So I've decided to cut another CR on 3.0.0. I wasn't originally planning on it and this would have gone gold save for the fact that a few important JIRAs did get in, which have pretty significant impact on performance (going northwards, of course - JBCACHE-1419 is notable, which contributed to a huge performance boost on async replication).
Anyway, to cut a long story short, download this final CR here, provide feedback here. Changelog is in JIRA, and all-new documentation is also available at last. If all goes well, I hope to cut a GA towards the end of next week, so I would appreciate as much feedback as possible - both on the release, as well as the documentation, tutorials, sample configs, etc.
And now for the fun stuff - I've finally found the time to put together some replicated benchmarks, to go with the standalone benchmarks I published a while back.
Kit used
The benchmarks were run on Red Hat's lab cluster of 8 servers, connected via gigabit ethernet.
- Quad-CPU Intel Xeon 3GHz servers with 4GB of RAM each
- RHEL 4 x86_64 with kernel version 2.6.9-42.0.10.ELsmp
- SUN JDK 1.5.0_11-b03 (32-bit)
- Benchmarks generated using the CacheBenchFramework
- A single thread on each server instance, reading 90% of the time and writing 10% of the time
Benchmark 1: Comparing 2.2.0 "Poblano" and 3.0.0 "Naga" (synchronous replication)
This benchmark compares 2.2.0.GA with 3.0.0.CR2, using synchronous replication and pessimistic locking (Poblano) and MVCC (Naga).

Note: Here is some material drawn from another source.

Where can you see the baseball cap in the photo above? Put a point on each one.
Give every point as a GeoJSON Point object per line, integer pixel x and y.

The performance gain is between 10 and 20% for synchronous replication, and a pretty consistent 20% when using buddy replication. A large part of this is MVCC locking, but also other improvements in the code base play a part, including more efficient marshalling.
The total aggregate throughput chart shows that buddy replication (still) scales almost linearly. Increasing cluster size directly benefits the overall throughput the entire cluster can handle.
Benchmark 2: Comparing 2.2.0 "Poblano" and 3.0.0 "Naga" (asynchronous replication)
This had to be a separate benchmark from the synchronous one since the throughput is so much higher than sync replication it made a combined charts unreadable!
JBCACHE-1419 is the main contributor to the phenomenal performance gains in async replication in Naga. For folks who use JBoss Cache with async replication, I strongly encourage you to give Naga a try! :-)
Benchmark 3: Competitive analysis
This is something a lot of people have been asking me for. For this benchmark, I've pitted JBoss Cache 3.0.0.CR2 against EHCache 1.5.0, Terracotta 2.5.0 and a popular commercial, closed-source distributed cache which will have to remain unnamed. I've called this Cache X in my charts. I've used synchronous replication throughout since this is all that Cache X supported.
Both EHCache and Cache X slightly outperforms Naga on a 2-node cluster (not so slightly with EHCache), but these quickly fall behind as the cluster size increases, particularly in the case of EHCache. This is also reflected in the overall throughput chart. Buddy replication still shows linear scalability.
All of these benchmarks are reproducible using the cache benchmark framework, but as with all benchmarks, these should be used as a guideline only. Real performance can only be measured in your environment, with your specific use case and data access patterns.
Enjoy!
Manik